Data Engineering with Hadoop

Description

Big Data has become a real phenomenon. Huge amounts of data are stored and processed every day - and that at high speed. At the same time, the data is often unstructured and inconsistent, which makes it even more difficult, if not impossible, to process it by using conventional methods or single systems.

Companies around the world are developing ever more efficient software platforms and methods to collect electronic data on a large scale, store it in gigantic architectures and process it systematically. One of those platforms, which has proven itself up to now, is Apache Hadoop.

Hadoop is a Java-based and open source framework that handles all sorts of storage and processing for Big Data across clusters of computers using simple programming models. It is a versatile, easily accessible and high speed software library architecture, which is designed to detect and handle failures at the application layer.

What you will learn

In this comprehensive training, held by Suyog Nagaokar, you will learn and master the Hadoop architecture and its components like HDFS, YARN, MapReduce, Hive and Sqoop.

With this Big Data training, you will understand the detailed concepts of the Hadoop Eco-system along with hands-on labs.

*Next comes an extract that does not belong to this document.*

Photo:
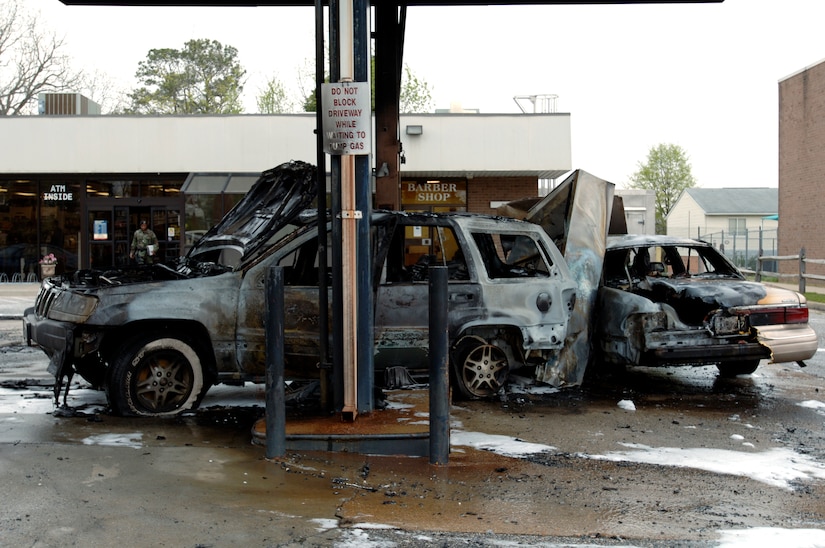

Understand the most important Hadoop commands and learn how to implement and use each component to solve real business problems!

Furthermore, you will install and work with a real Hadoop installation right on your desktop with Cloudera Quickstart VM. Learn how to store and query your data with Sqoop, Hive, and MySQL and write Hive queries to analyze data on Hadoop.

By the end of this training, you will also be able to write Hadoop commands, manage Big Data on a cluster with HDFS and MapReduce and manage your cluster with YARN and Hue.

Requirements

Access to a PC running 64-bit Windows or Linux with an Internet connection
At least 8GB of *free* (not total) RAM, if you want to participate in the hands-on activities and exercises. If your PC does not meet these requirements, you can still follow along in the training without doing hands-on activities
Some activities will require some prior programming experience, preferably in Python
A basic familiarity with the Linux command line will be very helpful

About the Author

Suyog Nagaokar

Suyog has 8+ years experience in Data Engineering, providing automated and optimized solutions to businesses based on Hadoop, Spark and Streaming frameworks, thus helping them generate value from data.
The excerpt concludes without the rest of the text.